AI proving to be both ‘a problem and opportunity’ for schools across Puget Sound region

SEATTLE — Using chatbots to cheat and tapping artificial intelligence to learn — this is the first full school year where students will have those options.

AI has grown fast, and schools, teachers, and the state are scrambling to deal with it.

Technically, you have to be 18 or older to sign up for Chat GPT, but say if you’re a student at Issaquah High School, are 18, or you can figure out your way around it, in the time it takes you to come from the parking lot, to walk through the doors and to your locker, is more than enough time to sign up for the app that can practically answer any question.

“Our students are digital natives, they jump on to new tech faster than we do,” said Executive Director of Teaching and Learning Services at Issaquah High School, Richard Mellish.

It’s a hot topic for this school year, using AI in schools, and not using it to cheat.

For Issaquah schools, there are measures for those concerns.

“We have a policy for technology,” said Mellish.

Mellish says using AI is covered by students’ responsible use agreement. It gives guides to academic standards and now has specifics on potential chatbot cheating, including following teachers’ rules.

“Preserve their academic integrity by always citing their use, never passing off products that come from a chatbot as their own product,” said Mellish.

“It’s both a problem and an opportunity,” said Hadi Partovi, founder and CEO of Code.org.

The Seattle-based organization helps teach computer science in schools.

Partovi says surveys show 50% of teens admitted they’ll use AI for homework.

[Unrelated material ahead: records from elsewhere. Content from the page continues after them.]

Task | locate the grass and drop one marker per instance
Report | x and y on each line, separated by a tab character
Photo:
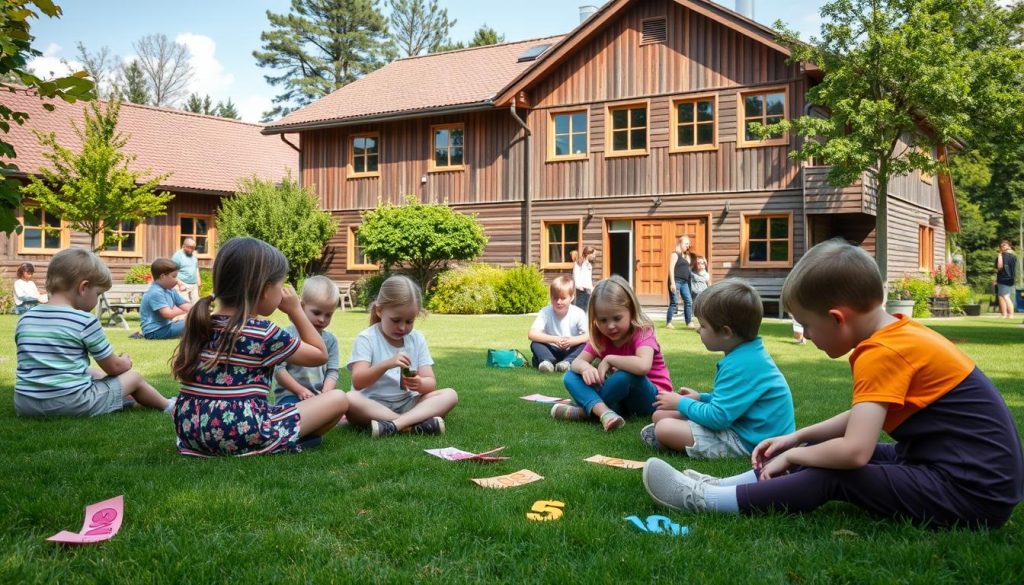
358	510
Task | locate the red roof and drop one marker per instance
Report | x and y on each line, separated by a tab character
464	77
202	153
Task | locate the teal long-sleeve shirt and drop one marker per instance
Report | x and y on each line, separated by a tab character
751	397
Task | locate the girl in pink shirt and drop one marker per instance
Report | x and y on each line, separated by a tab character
631	371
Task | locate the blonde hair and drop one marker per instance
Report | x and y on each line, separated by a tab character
834	274
616	292
321	289
733	303
71	266
396	291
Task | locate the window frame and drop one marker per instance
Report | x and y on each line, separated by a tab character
211	233
552	157
65	233
741	141
351	156
744	240
609	130
674	147
350	246
432	166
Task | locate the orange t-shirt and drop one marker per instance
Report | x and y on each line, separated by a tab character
906	366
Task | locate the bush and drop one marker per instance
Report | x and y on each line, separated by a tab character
467	290
522	290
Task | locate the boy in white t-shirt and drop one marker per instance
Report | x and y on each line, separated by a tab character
559	332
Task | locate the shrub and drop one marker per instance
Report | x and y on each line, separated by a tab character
467	290
522	290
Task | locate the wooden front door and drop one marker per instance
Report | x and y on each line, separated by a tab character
654	240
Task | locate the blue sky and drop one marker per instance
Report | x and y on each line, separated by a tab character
222	34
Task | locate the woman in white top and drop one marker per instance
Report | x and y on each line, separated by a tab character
583	276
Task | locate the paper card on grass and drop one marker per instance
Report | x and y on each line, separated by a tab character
102	520
614	462
520	477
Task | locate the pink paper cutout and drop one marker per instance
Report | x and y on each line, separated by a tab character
102	520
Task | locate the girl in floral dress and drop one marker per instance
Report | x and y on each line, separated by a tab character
226	359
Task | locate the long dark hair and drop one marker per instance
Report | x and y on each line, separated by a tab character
243	269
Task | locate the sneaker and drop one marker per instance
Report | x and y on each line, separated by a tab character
382	428
433	425
672	489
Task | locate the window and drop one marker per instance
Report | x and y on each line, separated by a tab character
693	123
568	135
767	241
43	233
356	259
768	107
926	248
449	147
558	239
199	227
365	156
628	130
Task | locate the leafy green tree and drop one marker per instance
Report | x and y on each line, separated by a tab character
94	191
422	238
924	71
417	27
285	215
15	50
320	46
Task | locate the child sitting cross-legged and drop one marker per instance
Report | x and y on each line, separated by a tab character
957	457
751	399
559	331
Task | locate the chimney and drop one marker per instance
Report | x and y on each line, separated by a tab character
586	11
745	7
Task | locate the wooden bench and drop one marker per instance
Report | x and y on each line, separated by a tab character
117	301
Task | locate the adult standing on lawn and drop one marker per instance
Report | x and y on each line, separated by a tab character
1006	277
188	279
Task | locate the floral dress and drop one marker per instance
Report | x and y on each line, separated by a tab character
224	411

“School is going to need to evolve. Instead of trying to get you to not use AI for doing your homework, to teach you how to use AI to do your homework,” said Partovi.

Code.org recommends teacher training and has videos for them on AI basics. Partovi also has some bold advice for students.

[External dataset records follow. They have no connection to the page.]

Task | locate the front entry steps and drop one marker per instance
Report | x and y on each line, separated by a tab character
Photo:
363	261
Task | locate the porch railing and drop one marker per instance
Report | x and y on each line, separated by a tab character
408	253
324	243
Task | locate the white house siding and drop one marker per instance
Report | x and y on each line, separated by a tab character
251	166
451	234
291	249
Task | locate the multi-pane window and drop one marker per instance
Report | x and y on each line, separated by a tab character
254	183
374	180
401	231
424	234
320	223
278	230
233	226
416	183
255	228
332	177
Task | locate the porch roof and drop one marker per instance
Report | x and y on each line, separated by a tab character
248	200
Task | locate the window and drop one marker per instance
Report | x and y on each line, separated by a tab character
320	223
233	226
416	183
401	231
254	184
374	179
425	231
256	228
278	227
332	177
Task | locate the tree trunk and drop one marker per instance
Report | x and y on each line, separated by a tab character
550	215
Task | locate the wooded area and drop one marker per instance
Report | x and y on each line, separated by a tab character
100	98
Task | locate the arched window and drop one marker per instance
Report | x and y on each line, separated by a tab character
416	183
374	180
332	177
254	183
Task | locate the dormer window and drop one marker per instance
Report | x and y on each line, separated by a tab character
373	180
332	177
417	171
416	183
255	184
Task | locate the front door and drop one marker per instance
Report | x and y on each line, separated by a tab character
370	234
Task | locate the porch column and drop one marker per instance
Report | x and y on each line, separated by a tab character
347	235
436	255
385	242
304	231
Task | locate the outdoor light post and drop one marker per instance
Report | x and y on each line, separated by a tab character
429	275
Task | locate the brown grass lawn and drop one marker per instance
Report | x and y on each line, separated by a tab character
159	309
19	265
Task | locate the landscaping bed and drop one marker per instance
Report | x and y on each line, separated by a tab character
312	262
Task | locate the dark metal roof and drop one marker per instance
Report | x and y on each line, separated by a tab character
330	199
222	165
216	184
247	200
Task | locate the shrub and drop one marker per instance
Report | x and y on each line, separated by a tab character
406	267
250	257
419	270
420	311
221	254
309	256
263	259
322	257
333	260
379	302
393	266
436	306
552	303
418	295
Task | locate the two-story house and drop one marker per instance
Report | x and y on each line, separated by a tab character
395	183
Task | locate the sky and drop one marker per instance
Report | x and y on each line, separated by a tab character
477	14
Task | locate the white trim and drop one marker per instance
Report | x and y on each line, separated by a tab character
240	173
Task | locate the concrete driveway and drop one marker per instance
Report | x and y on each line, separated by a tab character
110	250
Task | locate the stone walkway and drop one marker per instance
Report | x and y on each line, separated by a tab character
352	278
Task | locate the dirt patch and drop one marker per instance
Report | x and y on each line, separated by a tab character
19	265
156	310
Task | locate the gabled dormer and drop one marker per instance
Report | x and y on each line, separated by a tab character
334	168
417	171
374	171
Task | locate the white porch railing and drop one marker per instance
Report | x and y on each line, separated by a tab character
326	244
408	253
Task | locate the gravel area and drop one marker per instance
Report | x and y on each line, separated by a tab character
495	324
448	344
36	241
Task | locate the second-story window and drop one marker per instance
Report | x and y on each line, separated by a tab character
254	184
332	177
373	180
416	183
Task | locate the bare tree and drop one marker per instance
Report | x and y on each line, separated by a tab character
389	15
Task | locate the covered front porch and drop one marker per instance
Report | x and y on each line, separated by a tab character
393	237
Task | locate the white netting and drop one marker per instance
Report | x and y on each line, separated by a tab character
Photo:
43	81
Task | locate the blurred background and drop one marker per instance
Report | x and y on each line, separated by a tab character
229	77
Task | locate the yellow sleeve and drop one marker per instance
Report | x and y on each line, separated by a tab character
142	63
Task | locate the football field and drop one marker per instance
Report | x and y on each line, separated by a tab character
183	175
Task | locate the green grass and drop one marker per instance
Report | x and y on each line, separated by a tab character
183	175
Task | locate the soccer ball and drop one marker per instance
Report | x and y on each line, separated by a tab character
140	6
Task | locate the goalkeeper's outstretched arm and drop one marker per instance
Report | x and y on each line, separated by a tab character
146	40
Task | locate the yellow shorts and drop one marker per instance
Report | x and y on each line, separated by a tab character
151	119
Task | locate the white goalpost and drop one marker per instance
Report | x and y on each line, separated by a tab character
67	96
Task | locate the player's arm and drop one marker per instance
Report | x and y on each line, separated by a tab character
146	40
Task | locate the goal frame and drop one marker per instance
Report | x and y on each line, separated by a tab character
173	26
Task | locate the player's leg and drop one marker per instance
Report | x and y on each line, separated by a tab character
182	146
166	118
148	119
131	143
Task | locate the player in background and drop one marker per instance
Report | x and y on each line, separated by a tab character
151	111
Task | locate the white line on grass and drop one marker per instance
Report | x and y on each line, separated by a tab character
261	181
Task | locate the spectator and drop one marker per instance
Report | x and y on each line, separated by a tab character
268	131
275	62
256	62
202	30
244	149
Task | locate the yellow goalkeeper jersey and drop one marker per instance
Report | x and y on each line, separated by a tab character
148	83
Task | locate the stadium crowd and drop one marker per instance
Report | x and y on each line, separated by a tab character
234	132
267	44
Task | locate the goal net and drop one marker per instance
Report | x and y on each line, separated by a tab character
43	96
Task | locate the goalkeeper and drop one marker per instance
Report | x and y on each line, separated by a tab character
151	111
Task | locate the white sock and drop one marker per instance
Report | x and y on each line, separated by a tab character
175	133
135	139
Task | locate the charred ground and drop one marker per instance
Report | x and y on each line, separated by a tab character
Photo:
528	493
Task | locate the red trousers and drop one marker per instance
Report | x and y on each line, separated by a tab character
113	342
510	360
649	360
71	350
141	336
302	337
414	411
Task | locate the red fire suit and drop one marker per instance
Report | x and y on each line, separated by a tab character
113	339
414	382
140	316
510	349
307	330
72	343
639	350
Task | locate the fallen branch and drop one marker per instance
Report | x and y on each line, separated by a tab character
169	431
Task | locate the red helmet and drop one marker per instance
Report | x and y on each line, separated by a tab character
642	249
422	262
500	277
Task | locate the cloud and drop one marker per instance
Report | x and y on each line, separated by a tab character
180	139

“Even if your school is banning it, learn how AI works and learn how to use it, but not just to do your homework for you, but to get started on doing your work,” said Partovi.

Washington school districts may have different AI policies, but similar goals.

“That the use of chatbots enhances learning and enhances a student’s voice, and it doesn’t supplant the learning or supplant the student’s voice,” said Mellish.